Dieser Schritt zielt darauf ab, die Aufsicht und Rechenschaftspflicht für diese Plattformen zu verbessern, die bisher weitgehend unter Zentralgesetzen wie dem Verbraucherschutzgesetz und dem Sozialsicherheitskodex tätig waren. Beamte nannten Schwierigkeiten bei der Überwachung und der Verantwortlichkeit von Plattformen bei Streitigkeiten aufgrund des Fehlens eines landesspezifischen Rahmens. Der Vorschlag beinhaltet auch ein Portal zur Echtzeit-Überwachung von Fahrzeugen, ähnlich dem, das für Taxi-Aggregatoren verwendet wird.

Der Vorschlag steht jedoch vor potenziellen Herausforderungen. Unternehmen könnten argumentieren, dass sie keine Flotten "besitzen oder betreiben", da die Fahrzeuge einzelnen Liefermitarbeitern gehören. Es bedarf auch Klarheit über die Grundlage für die Abgabe von 2 %, da Lieferaufträge möglicherweise nicht immer einen klaren "Fahrpreis" haben. Ähnliche Rechtsstreitigkeiten gab es in anderen Bundesstaaten, in denen Plattformen staatliche Wohlfahrtsabgaben aufgrund von Konflikten mit der Zentralgesetzgebung angefochten haben.

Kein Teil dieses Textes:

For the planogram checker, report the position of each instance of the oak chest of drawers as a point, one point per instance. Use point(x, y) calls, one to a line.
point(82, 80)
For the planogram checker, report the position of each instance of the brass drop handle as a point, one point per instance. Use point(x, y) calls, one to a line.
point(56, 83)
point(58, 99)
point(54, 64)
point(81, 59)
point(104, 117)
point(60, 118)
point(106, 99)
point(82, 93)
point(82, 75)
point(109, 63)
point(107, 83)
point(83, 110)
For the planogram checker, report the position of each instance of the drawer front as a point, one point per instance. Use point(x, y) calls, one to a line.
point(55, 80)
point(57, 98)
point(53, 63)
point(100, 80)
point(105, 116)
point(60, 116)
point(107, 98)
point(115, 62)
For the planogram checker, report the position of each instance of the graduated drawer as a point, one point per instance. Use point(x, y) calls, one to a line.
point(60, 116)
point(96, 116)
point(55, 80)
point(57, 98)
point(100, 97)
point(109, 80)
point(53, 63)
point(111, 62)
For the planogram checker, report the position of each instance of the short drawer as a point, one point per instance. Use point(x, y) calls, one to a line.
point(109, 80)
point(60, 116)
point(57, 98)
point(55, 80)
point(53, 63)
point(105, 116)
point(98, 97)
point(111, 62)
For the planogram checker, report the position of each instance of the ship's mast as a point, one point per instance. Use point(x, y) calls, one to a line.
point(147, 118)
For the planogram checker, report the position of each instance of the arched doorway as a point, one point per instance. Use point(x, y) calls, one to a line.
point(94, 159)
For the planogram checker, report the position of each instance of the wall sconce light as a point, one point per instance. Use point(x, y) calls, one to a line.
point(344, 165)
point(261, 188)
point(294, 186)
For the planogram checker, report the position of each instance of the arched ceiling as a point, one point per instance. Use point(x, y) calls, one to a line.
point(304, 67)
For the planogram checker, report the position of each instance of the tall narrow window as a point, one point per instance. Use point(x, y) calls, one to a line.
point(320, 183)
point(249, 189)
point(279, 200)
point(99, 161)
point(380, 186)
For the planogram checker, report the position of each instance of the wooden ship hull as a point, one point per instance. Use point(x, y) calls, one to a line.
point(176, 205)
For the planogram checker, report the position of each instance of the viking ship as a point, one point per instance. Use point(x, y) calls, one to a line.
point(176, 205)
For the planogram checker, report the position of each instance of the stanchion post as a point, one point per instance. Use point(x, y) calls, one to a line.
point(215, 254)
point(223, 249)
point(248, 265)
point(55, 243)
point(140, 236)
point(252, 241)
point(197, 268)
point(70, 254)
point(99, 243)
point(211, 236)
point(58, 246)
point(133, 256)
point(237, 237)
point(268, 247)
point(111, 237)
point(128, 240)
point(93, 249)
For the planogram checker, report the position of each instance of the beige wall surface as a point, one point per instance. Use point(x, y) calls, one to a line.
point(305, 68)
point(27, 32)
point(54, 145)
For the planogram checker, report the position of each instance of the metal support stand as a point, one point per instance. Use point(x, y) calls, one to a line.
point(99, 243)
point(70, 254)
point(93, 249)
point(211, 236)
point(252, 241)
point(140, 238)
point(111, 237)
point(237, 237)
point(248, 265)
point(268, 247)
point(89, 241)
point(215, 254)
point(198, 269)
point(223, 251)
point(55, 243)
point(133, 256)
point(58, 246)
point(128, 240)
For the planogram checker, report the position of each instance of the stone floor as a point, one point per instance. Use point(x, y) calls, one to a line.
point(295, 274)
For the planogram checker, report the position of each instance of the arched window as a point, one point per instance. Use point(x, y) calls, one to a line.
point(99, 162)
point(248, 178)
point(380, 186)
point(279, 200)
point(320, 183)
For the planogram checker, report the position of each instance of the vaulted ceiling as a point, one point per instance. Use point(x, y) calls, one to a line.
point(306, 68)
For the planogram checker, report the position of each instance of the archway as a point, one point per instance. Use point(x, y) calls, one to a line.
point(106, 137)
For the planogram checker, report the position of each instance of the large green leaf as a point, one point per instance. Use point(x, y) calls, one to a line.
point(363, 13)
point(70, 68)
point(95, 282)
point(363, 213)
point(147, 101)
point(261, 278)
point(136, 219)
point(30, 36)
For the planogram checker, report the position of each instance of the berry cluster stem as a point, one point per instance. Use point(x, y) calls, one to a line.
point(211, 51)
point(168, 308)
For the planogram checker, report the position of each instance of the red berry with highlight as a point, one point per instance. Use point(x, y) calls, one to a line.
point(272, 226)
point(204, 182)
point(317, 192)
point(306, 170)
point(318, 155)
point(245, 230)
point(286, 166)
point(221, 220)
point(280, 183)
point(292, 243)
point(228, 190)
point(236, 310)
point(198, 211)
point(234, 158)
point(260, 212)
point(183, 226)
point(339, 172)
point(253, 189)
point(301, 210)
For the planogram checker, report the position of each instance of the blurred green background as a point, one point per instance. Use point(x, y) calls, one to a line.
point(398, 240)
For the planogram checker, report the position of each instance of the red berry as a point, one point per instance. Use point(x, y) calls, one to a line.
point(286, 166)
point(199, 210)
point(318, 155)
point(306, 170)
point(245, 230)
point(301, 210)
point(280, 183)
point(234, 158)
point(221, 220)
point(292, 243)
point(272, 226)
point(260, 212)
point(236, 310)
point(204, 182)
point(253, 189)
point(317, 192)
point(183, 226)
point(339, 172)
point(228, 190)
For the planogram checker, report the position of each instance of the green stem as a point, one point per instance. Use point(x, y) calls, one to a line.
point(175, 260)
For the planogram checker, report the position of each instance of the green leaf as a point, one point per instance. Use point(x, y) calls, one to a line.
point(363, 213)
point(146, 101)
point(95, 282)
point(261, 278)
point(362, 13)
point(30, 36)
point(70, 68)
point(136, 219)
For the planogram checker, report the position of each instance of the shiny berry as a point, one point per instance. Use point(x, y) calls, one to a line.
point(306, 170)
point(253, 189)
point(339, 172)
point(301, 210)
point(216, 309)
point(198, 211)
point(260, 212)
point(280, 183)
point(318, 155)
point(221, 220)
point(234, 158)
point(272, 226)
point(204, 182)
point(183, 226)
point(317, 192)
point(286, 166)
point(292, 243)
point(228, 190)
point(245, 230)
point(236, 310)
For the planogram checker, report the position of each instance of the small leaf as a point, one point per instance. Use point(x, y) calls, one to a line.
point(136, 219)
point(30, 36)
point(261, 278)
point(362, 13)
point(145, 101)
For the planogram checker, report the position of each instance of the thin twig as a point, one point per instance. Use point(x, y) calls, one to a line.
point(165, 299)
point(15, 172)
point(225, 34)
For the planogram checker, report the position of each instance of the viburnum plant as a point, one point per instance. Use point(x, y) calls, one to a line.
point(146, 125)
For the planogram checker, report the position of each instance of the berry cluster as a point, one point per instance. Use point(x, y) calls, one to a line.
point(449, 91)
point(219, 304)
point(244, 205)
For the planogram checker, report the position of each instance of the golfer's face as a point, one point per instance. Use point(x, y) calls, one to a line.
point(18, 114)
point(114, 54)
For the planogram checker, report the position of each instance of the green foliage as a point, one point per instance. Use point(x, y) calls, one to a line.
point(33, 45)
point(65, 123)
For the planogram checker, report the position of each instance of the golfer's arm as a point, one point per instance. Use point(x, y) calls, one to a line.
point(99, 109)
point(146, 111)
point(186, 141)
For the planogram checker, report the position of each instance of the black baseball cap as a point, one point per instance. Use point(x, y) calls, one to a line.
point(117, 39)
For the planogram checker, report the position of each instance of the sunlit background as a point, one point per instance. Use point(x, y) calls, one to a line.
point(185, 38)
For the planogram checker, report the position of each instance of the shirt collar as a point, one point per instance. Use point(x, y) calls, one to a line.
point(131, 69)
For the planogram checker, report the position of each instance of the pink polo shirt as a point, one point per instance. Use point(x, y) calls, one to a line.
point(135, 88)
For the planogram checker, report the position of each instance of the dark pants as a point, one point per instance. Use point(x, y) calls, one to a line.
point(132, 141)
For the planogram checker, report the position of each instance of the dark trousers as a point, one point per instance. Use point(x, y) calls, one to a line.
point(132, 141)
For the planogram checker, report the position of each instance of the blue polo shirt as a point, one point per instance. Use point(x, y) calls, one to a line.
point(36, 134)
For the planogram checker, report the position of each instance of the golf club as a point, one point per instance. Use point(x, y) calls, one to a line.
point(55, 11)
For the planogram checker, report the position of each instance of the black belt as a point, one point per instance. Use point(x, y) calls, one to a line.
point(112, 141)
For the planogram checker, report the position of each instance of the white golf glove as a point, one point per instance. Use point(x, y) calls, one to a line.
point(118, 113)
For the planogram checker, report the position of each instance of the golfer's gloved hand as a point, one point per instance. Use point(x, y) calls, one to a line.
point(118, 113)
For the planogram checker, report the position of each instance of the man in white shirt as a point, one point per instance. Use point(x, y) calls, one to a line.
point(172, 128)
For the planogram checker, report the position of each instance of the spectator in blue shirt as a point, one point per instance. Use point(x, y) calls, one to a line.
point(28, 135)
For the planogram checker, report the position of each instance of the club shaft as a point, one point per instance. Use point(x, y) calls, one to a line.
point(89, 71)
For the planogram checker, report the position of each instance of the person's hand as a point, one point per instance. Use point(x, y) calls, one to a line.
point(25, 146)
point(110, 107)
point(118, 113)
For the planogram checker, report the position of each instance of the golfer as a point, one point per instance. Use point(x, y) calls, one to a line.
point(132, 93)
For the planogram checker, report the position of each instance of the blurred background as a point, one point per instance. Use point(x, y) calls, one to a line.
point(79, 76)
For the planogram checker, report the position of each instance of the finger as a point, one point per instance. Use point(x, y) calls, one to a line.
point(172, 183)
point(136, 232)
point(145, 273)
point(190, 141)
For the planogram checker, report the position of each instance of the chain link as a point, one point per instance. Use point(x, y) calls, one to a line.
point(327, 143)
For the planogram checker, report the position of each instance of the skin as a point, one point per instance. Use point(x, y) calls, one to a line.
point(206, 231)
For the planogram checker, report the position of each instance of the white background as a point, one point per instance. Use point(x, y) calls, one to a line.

Maharashtra hatte in der Vergangenheit Schwierigkeiten bei der Regulierung von Motorradtaxi-Diensten, wobei frühere Versuche zur Lizenzentziehung führten, unter anderem wegen der Nutzung von Benzinfahrzeugen und Beschwerden über Belästigung von Fahrern. Während Bundesstaaten wie Delhi und Haryana EV-Übergänge für Flotten vorgeschrieben haben, zeichnet sich Maharashtras Vorschlag dadurch aus, dass er den Plattformbetrieb an einen Fonds für Gig-Worker koppelt.